Last Fall, I wrote a post about how to shop at Trader Joe’s for less than $100/week for a family of 4. To this day, it is still one of my most popular posts, with a few hundred views a week.
I thought that I would update things, because not everyone has a Trader Joe’s nearby, and some people care about eating only organic, grass fed meat and dairy (I do!).
I’m not a nutritionist by any stretch– I have just done a fair amount of research, and I have quite a few dietary issues to be on the lookout for.

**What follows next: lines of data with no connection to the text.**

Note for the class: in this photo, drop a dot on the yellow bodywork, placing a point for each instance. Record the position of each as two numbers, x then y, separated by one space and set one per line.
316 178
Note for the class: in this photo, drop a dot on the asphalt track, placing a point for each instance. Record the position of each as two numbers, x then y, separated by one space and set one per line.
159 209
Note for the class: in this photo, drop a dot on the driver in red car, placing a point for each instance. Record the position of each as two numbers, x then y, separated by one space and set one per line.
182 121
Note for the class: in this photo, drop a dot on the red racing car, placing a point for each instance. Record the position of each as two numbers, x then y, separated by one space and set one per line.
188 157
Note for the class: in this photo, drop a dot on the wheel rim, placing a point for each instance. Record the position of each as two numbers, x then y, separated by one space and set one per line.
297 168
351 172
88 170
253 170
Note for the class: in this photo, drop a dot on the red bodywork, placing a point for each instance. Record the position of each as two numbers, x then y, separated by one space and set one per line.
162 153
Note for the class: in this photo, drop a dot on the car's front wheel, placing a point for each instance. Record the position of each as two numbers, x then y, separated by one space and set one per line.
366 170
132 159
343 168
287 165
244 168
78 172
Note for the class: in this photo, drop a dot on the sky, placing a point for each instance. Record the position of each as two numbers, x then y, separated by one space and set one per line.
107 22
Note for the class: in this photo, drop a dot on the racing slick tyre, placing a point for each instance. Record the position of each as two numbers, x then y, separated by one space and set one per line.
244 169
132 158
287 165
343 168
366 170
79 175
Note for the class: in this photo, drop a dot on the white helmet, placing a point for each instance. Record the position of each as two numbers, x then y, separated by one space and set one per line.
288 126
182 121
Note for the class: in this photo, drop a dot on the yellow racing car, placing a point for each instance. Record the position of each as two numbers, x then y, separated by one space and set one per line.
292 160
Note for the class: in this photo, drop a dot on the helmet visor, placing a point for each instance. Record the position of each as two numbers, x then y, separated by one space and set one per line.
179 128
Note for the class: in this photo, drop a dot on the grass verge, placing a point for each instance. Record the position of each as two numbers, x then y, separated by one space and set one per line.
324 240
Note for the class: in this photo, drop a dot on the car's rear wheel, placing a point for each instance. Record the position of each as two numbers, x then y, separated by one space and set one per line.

It’s harder to act on the knowledge that “this could deteriorate my health over the course of many years”. It becomes easier and a much higher priority when you eat something and it hurts 2 hours later.
Our family has many dietary challenges, which is what has lead us to be as creative and thoughtful as we are about food. I cannot eat gluten, chocolate, dairy or potatoes. Gregory cannot have gluten or dairy, and since we are Orthodox, we all eat vegan on Wednesdays and Fridays.
While I devote time and energy to our meal planning and shopping every week, I’m also not willing to let it consume me. Deal hunting and making things from scratch is all good by me– up to a point. Cooking and baking have never been passions of mine, they have become learned skills in order to save money and avoid digestive issues. I know that if something is too arduous or time consuming, I simply won’t keep it up. Simple, therefore, is the “name of the game” for me!
The number one thing that I’ve learned about groceries and meal planning is that there is ALWAYS a compromise. Even if someone promises you the moon and beyond, there has to be a catch. I’ve seen “how-tos” that basically involve couponing until kingdom come (I like couponing, but I also like my time and the freedom to buy what I want instead of having it dictated). Many posts that promise to feed a family for “x” amount of dollars are also telling you to buy the cheapest of the cheap, regardless of whether or not it’s organic or has scary “mystery” ingredients.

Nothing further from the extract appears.